Братилов уже трижды забродил в реку, но купание не приносило облегчения. Последний июньский день выпал душный, пахнущий прелью, редкий для северов, словно бы на каменицу в бане плеснули лишний ковш, и вода, не успевая испариться, невидимым обжигающим сеевом так и висела в воздухе под расплавом неба. Надо было спешить домой, пока не хватил удар, но Братилов с дурацким упорством торчал у холста, расхристанный до пупа, борясь с невзгодою; маслено лоснилось тело, и пот щекотно стекал по рыхлой груди к круглому, высокому, как кулич, животу. Раздеться бы, растелешиться догола, так сгоришь ведь сразу, как березовое поленце в печи; вот и терпи, сердешный, майся под ярилом, пробуй себя на закалку, дурень, неизвестно для какого резону.

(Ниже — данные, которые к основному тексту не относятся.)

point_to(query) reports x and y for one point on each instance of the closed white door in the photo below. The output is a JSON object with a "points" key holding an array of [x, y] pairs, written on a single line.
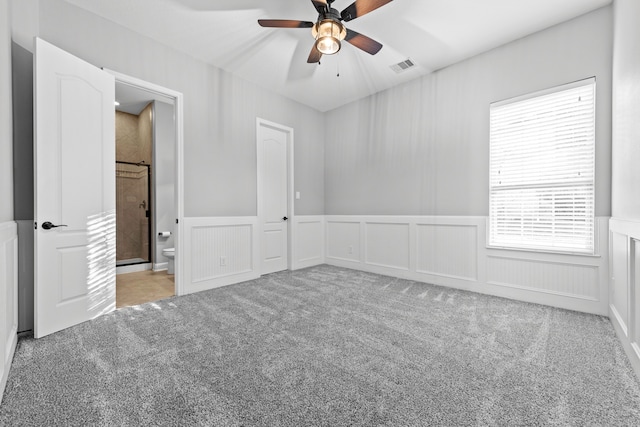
{"points": [[75, 190], [273, 210]]}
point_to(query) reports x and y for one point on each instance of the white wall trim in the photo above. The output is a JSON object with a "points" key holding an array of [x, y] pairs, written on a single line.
{"points": [[624, 284], [220, 251], [451, 251], [308, 246], [8, 298]]}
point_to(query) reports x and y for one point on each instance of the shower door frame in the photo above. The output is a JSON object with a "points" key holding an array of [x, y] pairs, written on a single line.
{"points": [[150, 217], [178, 99]]}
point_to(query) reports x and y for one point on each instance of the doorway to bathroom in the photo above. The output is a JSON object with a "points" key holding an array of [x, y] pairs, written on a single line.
{"points": [[148, 194]]}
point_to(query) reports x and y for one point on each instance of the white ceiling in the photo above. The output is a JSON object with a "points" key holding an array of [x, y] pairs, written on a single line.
{"points": [[133, 99], [432, 33]]}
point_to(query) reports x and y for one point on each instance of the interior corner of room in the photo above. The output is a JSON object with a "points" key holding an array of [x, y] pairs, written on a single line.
{"points": [[217, 180]]}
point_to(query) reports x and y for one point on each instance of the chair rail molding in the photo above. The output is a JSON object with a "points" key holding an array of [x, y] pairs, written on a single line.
{"points": [[452, 251]]}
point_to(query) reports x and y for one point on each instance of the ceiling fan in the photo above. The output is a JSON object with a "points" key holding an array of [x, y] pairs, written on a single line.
{"points": [[329, 30]]}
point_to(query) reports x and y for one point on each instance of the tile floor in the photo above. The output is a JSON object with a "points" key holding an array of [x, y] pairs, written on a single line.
{"points": [[144, 286]]}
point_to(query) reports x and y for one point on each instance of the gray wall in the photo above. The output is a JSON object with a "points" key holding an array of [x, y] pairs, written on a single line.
{"points": [[6, 126], [164, 150], [219, 116], [423, 148], [625, 203]]}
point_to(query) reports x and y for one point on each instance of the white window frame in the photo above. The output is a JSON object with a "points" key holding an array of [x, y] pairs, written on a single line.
{"points": [[528, 194]]}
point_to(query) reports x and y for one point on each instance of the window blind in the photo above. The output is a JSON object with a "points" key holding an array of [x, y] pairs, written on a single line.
{"points": [[542, 170]]}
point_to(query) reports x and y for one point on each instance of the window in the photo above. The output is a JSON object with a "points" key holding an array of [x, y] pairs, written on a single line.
{"points": [[542, 171]]}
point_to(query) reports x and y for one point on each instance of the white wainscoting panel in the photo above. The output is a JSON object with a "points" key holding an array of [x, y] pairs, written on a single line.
{"points": [[451, 251], [447, 250], [624, 307], [8, 298], [220, 251], [308, 244], [558, 278], [620, 283], [387, 244], [343, 240]]}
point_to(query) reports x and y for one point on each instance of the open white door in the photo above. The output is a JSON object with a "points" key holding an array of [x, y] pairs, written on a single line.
{"points": [[273, 188], [75, 190]]}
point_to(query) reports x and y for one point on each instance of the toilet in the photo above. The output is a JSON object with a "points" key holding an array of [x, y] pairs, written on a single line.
{"points": [[170, 253]]}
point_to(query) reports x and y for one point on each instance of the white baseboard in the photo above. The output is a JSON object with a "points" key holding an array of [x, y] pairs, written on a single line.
{"points": [[308, 244], [451, 251], [9, 300]]}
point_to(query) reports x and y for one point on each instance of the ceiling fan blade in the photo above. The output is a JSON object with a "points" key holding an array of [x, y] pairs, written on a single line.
{"points": [[314, 55], [320, 5], [284, 23], [363, 42], [361, 7]]}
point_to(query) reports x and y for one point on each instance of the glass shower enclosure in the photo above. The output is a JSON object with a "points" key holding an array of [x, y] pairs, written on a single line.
{"points": [[133, 219]]}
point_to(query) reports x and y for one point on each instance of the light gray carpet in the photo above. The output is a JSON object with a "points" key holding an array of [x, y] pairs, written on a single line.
{"points": [[326, 346]]}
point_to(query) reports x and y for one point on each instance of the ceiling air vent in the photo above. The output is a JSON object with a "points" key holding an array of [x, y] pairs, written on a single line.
{"points": [[402, 66]]}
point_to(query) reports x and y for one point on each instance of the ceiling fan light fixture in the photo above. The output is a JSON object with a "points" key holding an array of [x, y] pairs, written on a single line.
{"points": [[328, 34], [328, 45]]}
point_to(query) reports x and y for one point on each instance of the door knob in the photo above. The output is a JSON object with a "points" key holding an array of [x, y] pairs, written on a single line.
{"points": [[48, 226]]}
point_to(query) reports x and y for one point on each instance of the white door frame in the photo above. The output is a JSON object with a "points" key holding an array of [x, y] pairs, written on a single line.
{"points": [[179, 165], [260, 190]]}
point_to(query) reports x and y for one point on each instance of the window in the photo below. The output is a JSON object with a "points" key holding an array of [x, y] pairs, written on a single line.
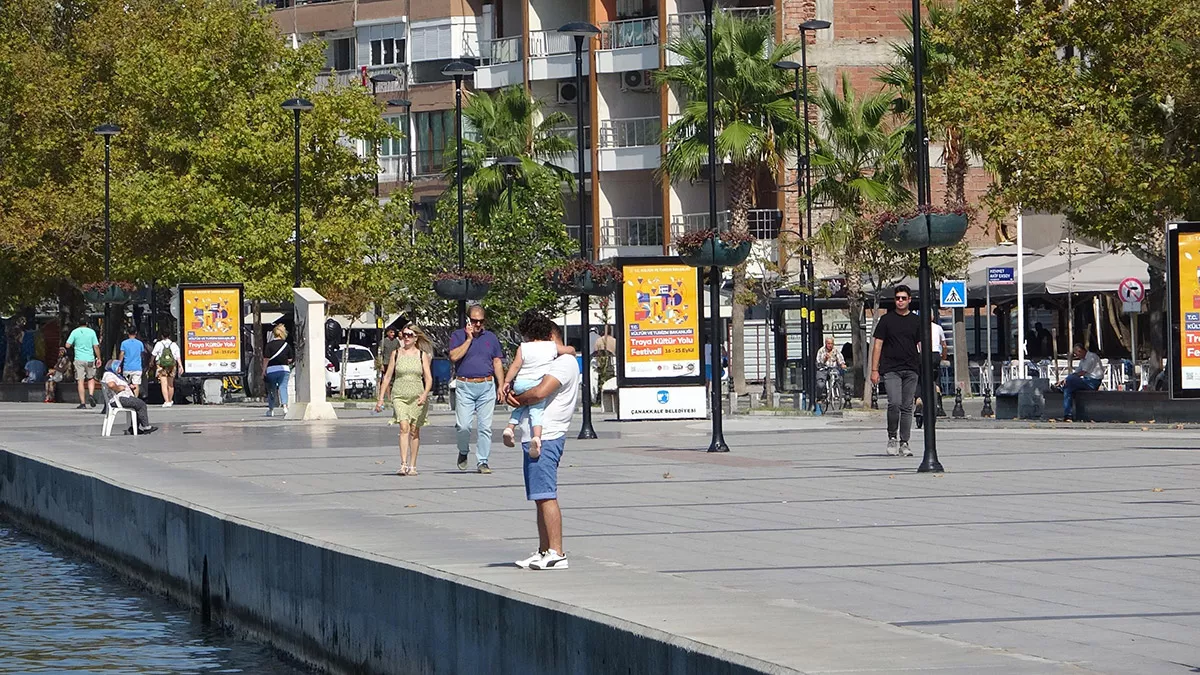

На отмели гнусаво, как мартовские коты, вопили чайки-моевки, выдирая друг у друга случайную поживу. Но в этом внешне суматошном кипении над заводью виделось свое неискоренимое правило: выживает сильнейший, а слабому остается лишь положиться на Господа — может, он не оставит без хлебенной корки. Вот у кого демократы взяли все «похмычки», это неистовое голошенье, эти бессердечные наскоки на обездоленного, обреченного на смерть. «Сам обокрал, да сам же и судит», — подумал Братилов, удивляясь верности сравнения. Запах тоски, струящийся от бессильного, делает демократов особенно воинственными, а выпитая кровца добавляет трусливому сердцу бойцовского задору.
«Кыш, скотинки!» — отмахивался Братилов поначалу лениво, но душою уже пугаясь чего-то. Моевки будто со всего света слетелись в бесовский хоровод и давай выплясывать, поджигая себя, входя в жутковатый азарт. Они все плотнее обжимали художника, пытаясь склюнуть с этюдника жаркие рудяные краски, похожие на спекшиеся печенки, да и сама потная волосяная грива, наверное, напоминала птицам ржаной каравашек. И чем пуще отбояривался Алексей от надоедных неистовых тварей, тем пуще они сыпали погадками, тем яростней шли на приступ, неведомо чем разгневанные, вроде бы он ненароком угодил в чужой монастырь со своим уставом.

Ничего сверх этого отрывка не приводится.